Based on this analysis, I'm confident that more people ride the NYC subway when it is raining.

4.2 Rationale

As seen in Section 1.3, the mean of ENTRIESn_hourly is greater for hours with rain than without (1,105 vs. 1,090).

Additionally, the Mann-Whitney U-Test indicates that the ENTRIESnhourly sample with rain appears to be drawn from a different distribution (or population) than the ENTRIESnhourly sample from hours without rain.

from datetime import datetime

df = turnstile_master[['DATEn', 'ENTRIESn_hourly', 'rain']]
df.is_copy = False

# get the weekday as a string
f = lambda x: datetime.strptime(x, "%Y-%m-%d").strftime('%A')

df['weekday'] = df['DATEn'].apply(f)

print ggplot(aes(x='ENTRIESn_hourly', color='rain'), data = df) \
        + geom_density() \
        + xlim(0,2500) \
        + facet_wrap('weekday')


<ggplot: (345798425)>

This faceted grid shows the density functions of ENTRIESnhourly with and without rain for each day of the week. Currently legends do not work within ggplot facets. Red represents without rain, and blue represents with rain. It appears for every day, except Monday, that the distribution of ENTRIESnhourly has a fatter right tail when there is rain.

Section 5: Reflection

5.1 Shortcomings of the Data Set and Methods of Analysis

We're only working with a single month of MTA data, which is subject to effects of seasonality, as the time of year may also affect ridership. Additionally, this month contains a Monday holiday, which is reflected in the visualizations in Section 3.2 and Section 4.

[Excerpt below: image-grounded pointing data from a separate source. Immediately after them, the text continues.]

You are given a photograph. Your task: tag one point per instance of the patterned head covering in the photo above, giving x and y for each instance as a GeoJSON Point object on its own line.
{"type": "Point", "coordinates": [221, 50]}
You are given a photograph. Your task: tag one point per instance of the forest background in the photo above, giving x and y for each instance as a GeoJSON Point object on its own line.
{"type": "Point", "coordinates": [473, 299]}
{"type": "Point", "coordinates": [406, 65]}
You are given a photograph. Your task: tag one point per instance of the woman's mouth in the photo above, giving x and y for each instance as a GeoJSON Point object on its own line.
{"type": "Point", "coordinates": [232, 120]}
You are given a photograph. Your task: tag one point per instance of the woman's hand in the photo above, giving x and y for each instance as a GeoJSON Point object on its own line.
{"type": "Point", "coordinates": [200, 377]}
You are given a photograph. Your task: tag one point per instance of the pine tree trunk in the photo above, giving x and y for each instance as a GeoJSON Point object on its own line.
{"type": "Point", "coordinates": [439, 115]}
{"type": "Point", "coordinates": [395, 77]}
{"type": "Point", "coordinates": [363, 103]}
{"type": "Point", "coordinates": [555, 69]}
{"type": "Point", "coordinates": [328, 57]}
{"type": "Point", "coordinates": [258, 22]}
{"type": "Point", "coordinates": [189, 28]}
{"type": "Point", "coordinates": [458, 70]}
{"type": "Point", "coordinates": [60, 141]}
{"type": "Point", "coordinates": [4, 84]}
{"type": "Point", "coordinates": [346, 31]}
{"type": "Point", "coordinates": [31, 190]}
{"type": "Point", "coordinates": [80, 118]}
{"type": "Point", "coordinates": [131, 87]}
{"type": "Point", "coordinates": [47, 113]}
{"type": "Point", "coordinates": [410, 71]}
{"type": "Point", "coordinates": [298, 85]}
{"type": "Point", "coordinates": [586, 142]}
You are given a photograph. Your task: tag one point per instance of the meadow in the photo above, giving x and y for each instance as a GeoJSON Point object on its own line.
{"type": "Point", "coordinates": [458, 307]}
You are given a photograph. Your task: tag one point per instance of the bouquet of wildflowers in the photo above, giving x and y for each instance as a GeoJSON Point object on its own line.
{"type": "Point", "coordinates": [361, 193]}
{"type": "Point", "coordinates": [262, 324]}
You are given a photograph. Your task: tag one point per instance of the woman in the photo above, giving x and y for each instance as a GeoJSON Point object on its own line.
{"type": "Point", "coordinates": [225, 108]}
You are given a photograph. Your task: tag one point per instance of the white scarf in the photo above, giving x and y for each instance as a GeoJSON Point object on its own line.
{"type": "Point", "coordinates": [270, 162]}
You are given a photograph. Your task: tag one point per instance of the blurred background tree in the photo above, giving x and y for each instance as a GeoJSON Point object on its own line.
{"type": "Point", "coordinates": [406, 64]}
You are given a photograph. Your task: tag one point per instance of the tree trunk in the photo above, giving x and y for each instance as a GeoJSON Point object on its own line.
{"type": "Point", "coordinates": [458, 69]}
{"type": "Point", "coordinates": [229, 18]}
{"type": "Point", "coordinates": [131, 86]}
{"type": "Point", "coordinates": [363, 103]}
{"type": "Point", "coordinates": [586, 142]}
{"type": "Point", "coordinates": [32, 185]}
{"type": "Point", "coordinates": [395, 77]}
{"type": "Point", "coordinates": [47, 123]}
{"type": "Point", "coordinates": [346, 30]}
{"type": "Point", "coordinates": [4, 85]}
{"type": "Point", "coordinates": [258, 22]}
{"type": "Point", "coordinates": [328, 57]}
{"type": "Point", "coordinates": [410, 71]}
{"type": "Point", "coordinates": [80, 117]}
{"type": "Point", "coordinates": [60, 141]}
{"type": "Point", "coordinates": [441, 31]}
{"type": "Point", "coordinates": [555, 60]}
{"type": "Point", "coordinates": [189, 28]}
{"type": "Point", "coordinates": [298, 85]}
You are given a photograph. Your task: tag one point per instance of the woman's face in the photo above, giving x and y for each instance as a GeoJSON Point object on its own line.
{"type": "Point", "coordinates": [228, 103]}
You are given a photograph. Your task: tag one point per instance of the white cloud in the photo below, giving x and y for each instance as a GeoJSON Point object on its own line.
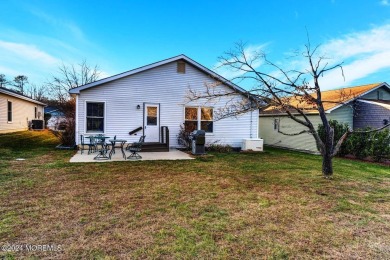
{"type": "Point", "coordinates": [362, 53]}
{"type": "Point", "coordinates": [24, 59]}
{"type": "Point", "coordinates": [60, 24]}
{"type": "Point", "coordinates": [26, 52]}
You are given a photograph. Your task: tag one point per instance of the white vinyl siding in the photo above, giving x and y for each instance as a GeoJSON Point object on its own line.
{"type": "Point", "coordinates": [9, 111]}
{"type": "Point", "coordinates": [22, 112]}
{"type": "Point", "coordinates": [161, 85]}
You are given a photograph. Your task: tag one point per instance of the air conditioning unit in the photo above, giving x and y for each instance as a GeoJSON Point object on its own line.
{"type": "Point", "coordinates": [37, 124]}
{"type": "Point", "coordinates": [252, 144]}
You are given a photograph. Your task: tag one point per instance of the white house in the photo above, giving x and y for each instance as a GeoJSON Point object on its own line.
{"type": "Point", "coordinates": [150, 99]}
{"type": "Point", "coordinates": [17, 111]}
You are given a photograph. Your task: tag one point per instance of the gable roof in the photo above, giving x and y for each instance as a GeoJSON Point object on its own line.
{"type": "Point", "coordinates": [335, 99]}
{"type": "Point", "coordinates": [12, 93]}
{"type": "Point", "coordinates": [157, 64]}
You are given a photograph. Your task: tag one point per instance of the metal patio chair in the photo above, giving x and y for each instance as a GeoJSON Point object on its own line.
{"type": "Point", "coordinates": [135, 148]}
{"type": "Point", "coordinates": [92, 146]}
{"type": "Point", "coordinates": [115, 145]}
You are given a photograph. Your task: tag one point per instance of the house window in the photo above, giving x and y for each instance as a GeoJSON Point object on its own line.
{"type": "Point", "coordinates": [9, 111]}
{"type": "Point", "coordinates": [379, 95]}
{"type": "Point", "coordinates": [198, 118]}
{"type": "Point", "coordinates": [276, 124]}
{"type": "Point", "coordinates": [151, 118]}
{"type": "Point", "coordinates": [95, 117]}
{"type": "Point", "coordinates": [181, 67]}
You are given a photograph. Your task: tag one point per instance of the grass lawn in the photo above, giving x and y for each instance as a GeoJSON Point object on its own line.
{"type": "Point", "coordinates": [235, 205]}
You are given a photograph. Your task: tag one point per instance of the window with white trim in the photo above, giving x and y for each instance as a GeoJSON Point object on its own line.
{"type": "Point", "coordinates": [9, 110]}
{"type": "Point", "coordinates": [198, 118]}
{"type": "Point", "coordinates": [95, 117]}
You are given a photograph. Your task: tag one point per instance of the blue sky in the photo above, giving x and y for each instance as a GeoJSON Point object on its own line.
{"type": "Point", "coordinates": [37, 36]}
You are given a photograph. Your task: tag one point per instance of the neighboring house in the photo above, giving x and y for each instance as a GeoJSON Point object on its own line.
{"type": "Point", "coordinates": [362, 106]}
{"type": "Point", "coordinates": [17, 111]}
{"type": "Point", "coordinates": [154, 96]}
{"type": "Point", "coordinates": [56, 117]}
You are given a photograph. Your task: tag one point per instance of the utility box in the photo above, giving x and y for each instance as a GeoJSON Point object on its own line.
{"type": "Point", "coordinates": [252, 144]}
{"type": "Point", "coordinates": [198, 142]}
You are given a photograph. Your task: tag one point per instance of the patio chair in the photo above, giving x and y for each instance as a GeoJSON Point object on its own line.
{"type": "Point", "coordinates": [135, 148]}
{"type": "Point", "coordinates": [102, 152]}
{"type": "Point", "coordinates": [91, 145]}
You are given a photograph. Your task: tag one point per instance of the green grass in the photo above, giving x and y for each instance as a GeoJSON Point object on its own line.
{"type": "Point", "coordinates": [273, 205]}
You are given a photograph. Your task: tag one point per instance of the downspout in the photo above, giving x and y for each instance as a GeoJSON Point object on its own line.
{"type": "Point", "coordinates": [77, 120]}
{"type": "Point", "coordinates": [250, 128]}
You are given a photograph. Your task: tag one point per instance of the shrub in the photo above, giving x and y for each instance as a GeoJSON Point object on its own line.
{"type": "Point", "coordinates": [67, 135]}
{"type": "Point", "coordinates": [380, 145]}
{"type": "Point", "coordinates": [358, 144]}
{"type": "Point", "coordinates": [183, 138]}
{"type": "Point", "coordinates": [339, 130]}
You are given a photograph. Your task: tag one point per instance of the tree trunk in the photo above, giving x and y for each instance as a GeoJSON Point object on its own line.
{"type": "Point", "coordinates": [327, 166]}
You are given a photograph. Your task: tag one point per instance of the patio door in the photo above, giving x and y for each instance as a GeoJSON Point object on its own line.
{"type": "Point", "coordinates": [152, 122]}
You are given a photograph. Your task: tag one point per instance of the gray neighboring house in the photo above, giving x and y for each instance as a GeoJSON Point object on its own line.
{"type": "Point", "coordinates": [17, 111]}
{"type": "Point", "coordinates": [368, 105]}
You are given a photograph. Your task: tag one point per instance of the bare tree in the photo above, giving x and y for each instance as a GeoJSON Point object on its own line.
{"type": "Point", "coordinates": [71, 76]}
{"type": "Point", "coordinates": [293, 92]}
{"type": "Point", "coordinates": [37, 92]}
{"type": "Point", "coordinates": [20, 82]}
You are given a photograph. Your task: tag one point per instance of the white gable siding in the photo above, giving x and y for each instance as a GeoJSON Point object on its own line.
{"type": "Point", "coordinates": [22, 112]}
{"type": "Point", "coordinates": [385, 93]}
{"type": "Point", "coordinates": [161, 85]}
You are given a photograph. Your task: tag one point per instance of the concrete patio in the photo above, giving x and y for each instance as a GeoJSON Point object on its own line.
{"type": "Point", "coordinates": [173, 154]}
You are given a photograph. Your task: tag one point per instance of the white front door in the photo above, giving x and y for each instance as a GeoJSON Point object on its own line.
{"type": "Point", "coordinates": [152, 123]}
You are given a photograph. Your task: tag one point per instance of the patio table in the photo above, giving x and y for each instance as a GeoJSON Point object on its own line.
{"type": "Point", "coordinates": [103, 149]}
{"type": "Point", "coordinates": [122, 143]}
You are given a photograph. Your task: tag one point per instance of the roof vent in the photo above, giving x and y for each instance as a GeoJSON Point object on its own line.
{"type": "Point", "coordinates": [181, 67]}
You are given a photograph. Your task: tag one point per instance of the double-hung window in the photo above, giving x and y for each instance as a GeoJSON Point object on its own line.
{"type": "Point", "coordinates": [9, 110]}
{"type": "Point", "coordinates": [198, 118]}
{"type": "Point", "coordinates": [95, 117]}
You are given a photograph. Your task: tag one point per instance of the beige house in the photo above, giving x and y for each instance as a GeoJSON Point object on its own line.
{"type": "Point", "coordinates": [17, 111]}
{"type": "Point", "coordinates": [367, 105]}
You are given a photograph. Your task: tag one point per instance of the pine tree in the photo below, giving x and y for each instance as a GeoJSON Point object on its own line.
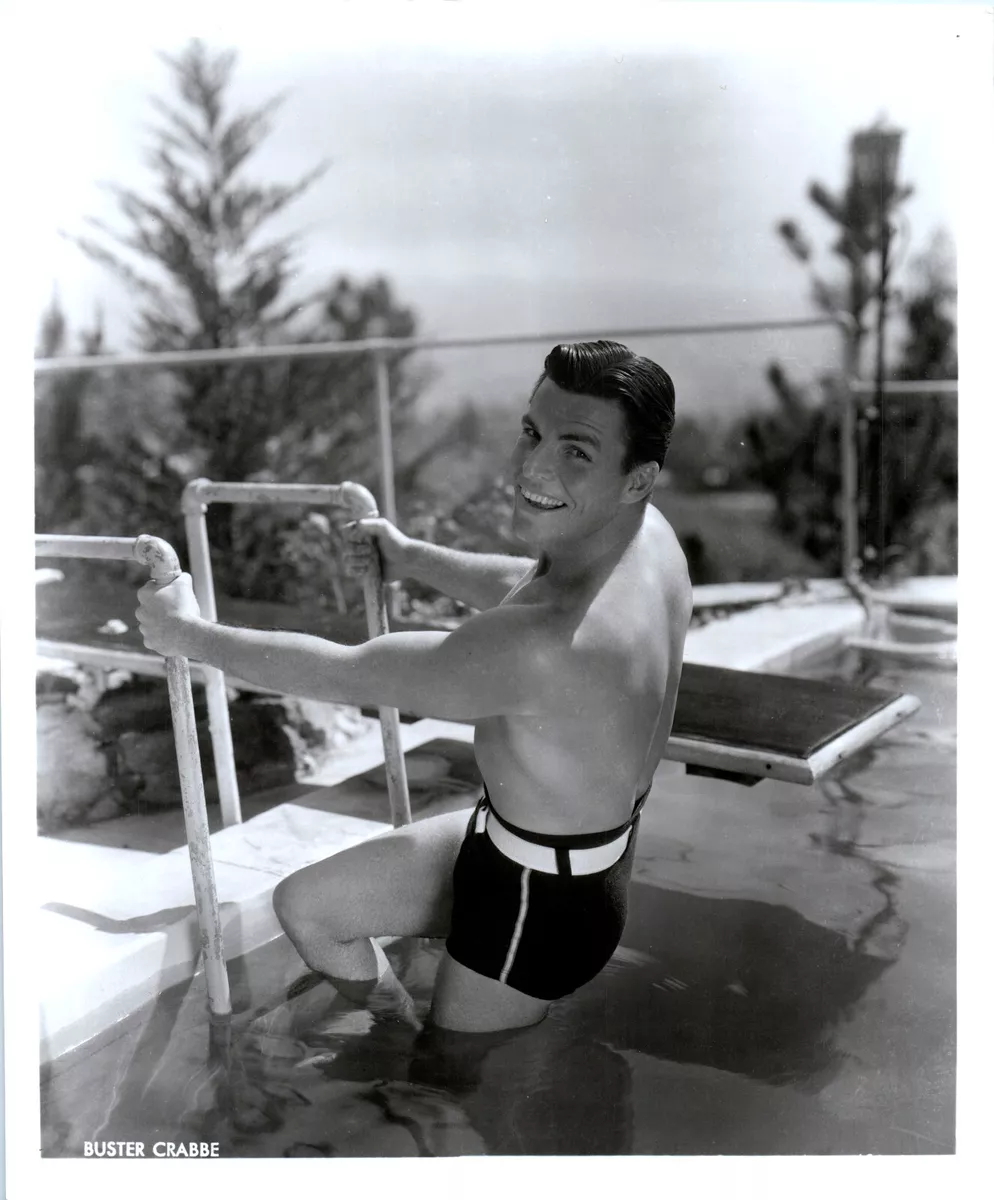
{"type": "Point", "coordinates": [198, 257]}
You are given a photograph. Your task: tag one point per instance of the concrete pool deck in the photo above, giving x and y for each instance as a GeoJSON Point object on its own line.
{"type": "Point", "coordinates": [118, 925]}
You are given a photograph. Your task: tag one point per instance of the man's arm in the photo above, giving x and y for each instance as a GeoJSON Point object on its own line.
{"type": "Point", "coordinates": [480, 581]}
{"type": "Point", "coordinates": [495, 664]}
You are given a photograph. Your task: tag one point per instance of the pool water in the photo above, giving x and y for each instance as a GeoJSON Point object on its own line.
{"type": "Point", "coordinates": [785, 985]}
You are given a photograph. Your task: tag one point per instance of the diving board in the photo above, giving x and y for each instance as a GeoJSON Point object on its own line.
{"type": "Point", "coordinates": [747, 725]}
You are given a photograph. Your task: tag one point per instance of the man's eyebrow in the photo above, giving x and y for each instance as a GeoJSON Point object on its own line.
{"type": "Point", "coordinates": [590, 438]}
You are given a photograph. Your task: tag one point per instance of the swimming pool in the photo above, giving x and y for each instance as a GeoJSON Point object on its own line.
{"type": "Point", "coordinates": [785, 985]}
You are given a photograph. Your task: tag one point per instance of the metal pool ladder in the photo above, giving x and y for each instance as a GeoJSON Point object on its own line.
{"type": "Point", "coordinates": [163, 564]}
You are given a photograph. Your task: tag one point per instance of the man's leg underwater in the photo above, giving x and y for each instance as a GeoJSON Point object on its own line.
{"type": "Point", "coordinates": [397, 883]}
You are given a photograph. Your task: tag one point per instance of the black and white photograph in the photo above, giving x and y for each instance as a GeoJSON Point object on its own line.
{"type": "Point", "coordinates": [495, 585]}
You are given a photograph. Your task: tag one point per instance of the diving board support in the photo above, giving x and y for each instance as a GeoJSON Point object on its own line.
{"type": "Point", "coordinates": [360, 504]}
{"type": "Point", "coordinates": [163, 565]}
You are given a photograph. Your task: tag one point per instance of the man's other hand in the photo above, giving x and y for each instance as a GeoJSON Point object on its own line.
{"type": "Point", "coordinates": [165, 612]}
{"type": "Point", "coordinates": [363, 538]}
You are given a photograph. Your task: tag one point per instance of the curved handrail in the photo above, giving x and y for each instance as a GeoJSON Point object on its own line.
{"type": "Point", "coordinates": [163, 565]}
{"type": "Point", "coordinates": [360, 504]}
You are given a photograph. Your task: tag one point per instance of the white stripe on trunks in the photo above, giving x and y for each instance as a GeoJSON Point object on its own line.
{"type": "Point", "coordinates": [519, 928]}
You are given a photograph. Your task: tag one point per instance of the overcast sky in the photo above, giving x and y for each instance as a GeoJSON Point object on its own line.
{"type": "Point", "coordinates": [592, 168]}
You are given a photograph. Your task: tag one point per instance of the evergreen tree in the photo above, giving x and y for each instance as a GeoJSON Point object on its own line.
{"type": "Point", "coordinates": [198, 256]}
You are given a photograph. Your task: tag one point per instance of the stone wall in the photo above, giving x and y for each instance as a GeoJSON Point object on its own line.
{"type": "Point", "coordinates": [105, 743]}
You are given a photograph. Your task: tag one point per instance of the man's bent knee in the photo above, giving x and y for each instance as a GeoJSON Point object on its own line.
{"type": "Point", "coordinates": [303, 915]}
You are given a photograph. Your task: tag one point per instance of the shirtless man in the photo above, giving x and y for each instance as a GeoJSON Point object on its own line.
{"type": "Point", "coordinates": [569, 673]}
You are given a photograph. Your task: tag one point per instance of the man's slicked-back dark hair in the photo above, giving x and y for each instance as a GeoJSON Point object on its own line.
{"type": "Point", "coordinates": [610, 371]}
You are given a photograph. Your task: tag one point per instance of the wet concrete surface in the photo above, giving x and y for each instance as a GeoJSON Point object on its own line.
{"type": "Point", "coordinates": [785, 985]}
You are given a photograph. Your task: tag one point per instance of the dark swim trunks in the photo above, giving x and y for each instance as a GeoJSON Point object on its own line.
{"type": "Point", "coordinates": [539, 912]}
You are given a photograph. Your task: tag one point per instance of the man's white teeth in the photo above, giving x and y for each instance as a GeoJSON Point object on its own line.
{"type": "Point", "coordinates": [542, 501]}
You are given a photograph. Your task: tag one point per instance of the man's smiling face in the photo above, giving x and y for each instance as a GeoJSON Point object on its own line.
{"type": "Point", "coordinates": [567, 467]}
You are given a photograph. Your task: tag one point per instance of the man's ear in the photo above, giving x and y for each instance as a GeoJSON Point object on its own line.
{"type": "Point", "coordinates": [641, 480]}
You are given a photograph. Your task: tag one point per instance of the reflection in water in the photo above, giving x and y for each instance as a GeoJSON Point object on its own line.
{"type": "Point", "coordinates": [735, 985]}
{"type": "Point", "coordinates": [720, 1025]}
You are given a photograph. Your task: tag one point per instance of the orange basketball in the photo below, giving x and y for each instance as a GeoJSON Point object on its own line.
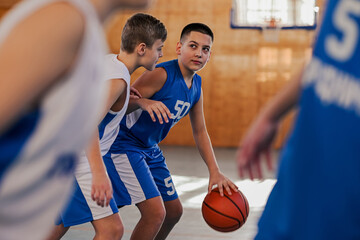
{"type": "Point", "coordinates": [227, 213]}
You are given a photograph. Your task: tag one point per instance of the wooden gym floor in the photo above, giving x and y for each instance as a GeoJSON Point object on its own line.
{"type": "Point", "coordinates": [191, 178]}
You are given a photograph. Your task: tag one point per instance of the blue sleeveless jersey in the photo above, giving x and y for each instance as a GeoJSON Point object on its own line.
{"type": "Point", "coordinates": [317, 195]}
{"type": "Point", "coordinates": [139, 131]}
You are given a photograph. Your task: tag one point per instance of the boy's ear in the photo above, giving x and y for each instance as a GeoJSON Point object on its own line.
{"type": "Point", "coordinates": [178, 48]}
{"type": "Point", "coordinates": [141, 49]}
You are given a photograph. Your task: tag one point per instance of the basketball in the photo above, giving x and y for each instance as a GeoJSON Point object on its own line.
{"type": "Point", "coordinates": [227, 213]}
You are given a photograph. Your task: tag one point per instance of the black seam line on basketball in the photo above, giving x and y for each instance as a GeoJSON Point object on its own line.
{"type": "Point", "coordinates": [236, 206]}
{"type": "Point", "coordinates": [223, 228]}
{"type": "Point", "coordinates": [246, 203]}
{"type": "Point", "coordinates": [223, 214]}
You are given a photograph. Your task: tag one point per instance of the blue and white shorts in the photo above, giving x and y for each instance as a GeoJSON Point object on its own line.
{"type": "Point", "coordinates": [138, 175]}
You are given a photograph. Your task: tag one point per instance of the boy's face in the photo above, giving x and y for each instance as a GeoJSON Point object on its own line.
{"type": "Point", "coordinates": [152, 55]}
{"type": "Point", "coordinates": [194, 50]}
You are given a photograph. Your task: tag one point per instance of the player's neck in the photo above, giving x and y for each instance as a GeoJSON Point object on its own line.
{"type": "Point", "coordinates": [187, 73]}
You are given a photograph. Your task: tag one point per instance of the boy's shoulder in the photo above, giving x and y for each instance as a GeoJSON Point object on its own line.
{"type": "Point", "coordinates": [173, 62]}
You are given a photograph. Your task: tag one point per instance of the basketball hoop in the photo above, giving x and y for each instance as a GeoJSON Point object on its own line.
{"type": "Point", "coordinates": [271, 30]}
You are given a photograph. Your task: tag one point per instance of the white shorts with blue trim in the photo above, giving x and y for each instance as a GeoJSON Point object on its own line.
{"type": "Point", "coordinates": [82, 208]}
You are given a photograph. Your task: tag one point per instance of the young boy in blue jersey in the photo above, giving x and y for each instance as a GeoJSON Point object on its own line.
{"type": "Point", "coordinates": [135, 163]}
{"type": "Point", "coordinates": [317, 193]}
{"type": "Point", "coordinates": [49, 105]}
{"type": "Point", "coordinates": [142, 41]}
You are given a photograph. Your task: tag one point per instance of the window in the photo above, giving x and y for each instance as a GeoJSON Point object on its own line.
{"type": "Point", "coordinates": [284, 13]}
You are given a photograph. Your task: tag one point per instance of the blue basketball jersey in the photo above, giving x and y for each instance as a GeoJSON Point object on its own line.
{"type": "Point", "coordinates": [317, 195]}
{"type": "Point", "coordinates": [139, 131]}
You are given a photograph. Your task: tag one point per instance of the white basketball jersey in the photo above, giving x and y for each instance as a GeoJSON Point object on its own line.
{"type": "Point", "coordinates": [110, 125]}
{"type": "Point", "coordinates": [36, 181]}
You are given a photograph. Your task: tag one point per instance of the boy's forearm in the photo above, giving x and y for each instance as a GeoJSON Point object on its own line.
{"type": "Point", "coordinates": [93, 154]}
{"type": "Point", "coordinates": [133, 105]}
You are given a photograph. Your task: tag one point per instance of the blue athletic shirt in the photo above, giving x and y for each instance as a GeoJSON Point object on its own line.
{"type": "Point", "coordinates": [139, 131]}
{"type": "Point", "coordinates": [317, 195]}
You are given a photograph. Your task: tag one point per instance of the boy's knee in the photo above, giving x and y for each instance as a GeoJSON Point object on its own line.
{"type": "Point", "coordinates": [174, 214]}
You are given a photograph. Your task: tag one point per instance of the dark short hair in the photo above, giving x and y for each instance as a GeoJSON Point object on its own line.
{"type": "Point", "coordinates": [196, 27]}
{"type": "Point", "coordinates": [141, 28]}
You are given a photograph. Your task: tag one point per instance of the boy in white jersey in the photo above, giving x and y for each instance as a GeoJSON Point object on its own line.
{"type": "Point", "coordinates": [49, 105]}
{"type": "Point", "coordinates": [141, 45]}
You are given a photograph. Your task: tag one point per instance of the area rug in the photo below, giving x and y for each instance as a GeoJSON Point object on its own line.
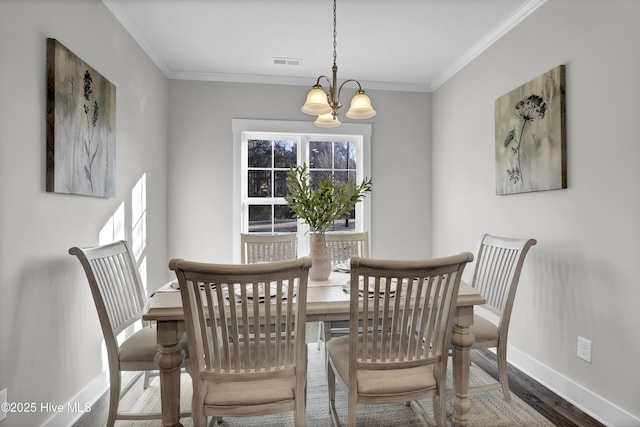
{"type": "Point", "coordinates": [488, 409]}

The biggest shortcoming with this dataset is the discrepency between the units of the two joined datasets. The MTA turnstile entry data is produced on an hourly basis, whereas the weather data is produced daily. When it rains at any point in a given day, every hour of that day will reflect that it rained. This prevents a truly granular analysis of how the weather can affect ridership within a day.